La stuzzico un po’: sulla carta sembra che l’Italia debba fare la corsa contro il Galles per quanto riguarda la classifica…

“Lo capisco, a volte leggo articoli e commenti a riguardo, ma spesso da fuori è difficile immaginare il modo in cui approcciamo le cose. Noi prepariamo ogni settimana la partita successiva cercando di utilizzare tutti i mezzi a nostra disposizione per vincere, contro tutti gli avversari. Chiaramente gli ultimi risultati ci danno molta fiducia, sappiamo che se ci prepariamo individualmente e collettivamente con molta intensità e attenzione ai dettagli, se mettiamo in campo ciò a cui lavoriamo durante la settimana abbiamo la possibilità di vincere, e proveremo a farlo sempre. Non è questione di finire davanti al Galles, alla Scozia, alla Francia o a chiunque altro: al Sei Nazioni si parte tutti da 0, e ce la giocheremo contro tutti, consapevoli del livello altissimo degli avversari, ma anche fiduciosi nelle nostre capacità di poter essere sempre competitivi.
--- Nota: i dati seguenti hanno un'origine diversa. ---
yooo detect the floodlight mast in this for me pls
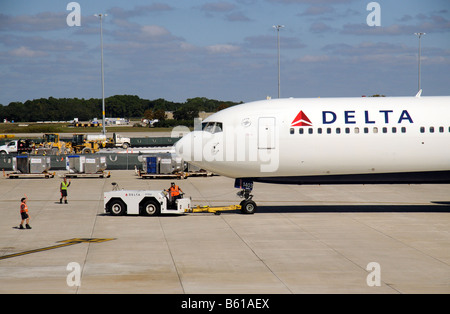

La terza linea è sempre stato il reparto più “bloccato” per quanto riguarda la concorrenza, con tanti giocatori inamovibili. Oggi però sappiamo che Vintcent non ci sarà e che Negri deve ancora recuperare dopo tanti infortuni, quali giocatori sta tenendo d’occhio?

“La speranza è quella di riuscire a recuperare Seb Negri, un giocatore di qualità, ma forse non sarà pronto per il Sei Nazioni. Teniamo sempre sotto controllo Izekor, e poi guardiamo molto attentamente le terze linee delle Zebre: Ferrari, Odiase, Stavile, Locatelli, Ortombina, Licata, sono tutti giocatori che abbiamo identificato come possibili alternative, e tutti possono giocarsi l’opportunità di essere convocati. Mi aspetto una grande progressione di questi ragazzi per avere ancora più profondità in vista del Sei Nazioni”.